Author Speed Dating – Heather Novak

I love discovering new authors, so I wanted my blog to be a place where readers and my author pals could come together. Only we like to do this Speed-Dating style. Check out a new author and her work here every Wednesday, and if the spark is there, you’ll have a match. 

This week’s guest: Heather Novak

 

 

15 Questions

1. Picture yourself inside an airplane with the door open and a parachute on your back. Would you shout “whoo-hoo” and leap out or hold on for dear life and beg the pilot to land? Or is this question moot because you would be waving up at the plane from solid ground?

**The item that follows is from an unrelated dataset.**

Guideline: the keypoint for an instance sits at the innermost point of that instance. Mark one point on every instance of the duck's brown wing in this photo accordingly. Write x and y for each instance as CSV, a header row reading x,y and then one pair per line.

Someone explain to me WHY I would be jumping out of a perfectly good plane?! I need more information. Is the plane on fire? Will I get $12 billion dollars if I jump? Saying as how I broke my arm on a kitchen cabinet last Thanksgiving, I’m going to opt to stay firmly on SOLID GROUND. (If my insurance company is reading this, I expect a thank you letter in the mail.)

 2. Name a character from one of your novels that is most like you. Now name one least like you. Explain why?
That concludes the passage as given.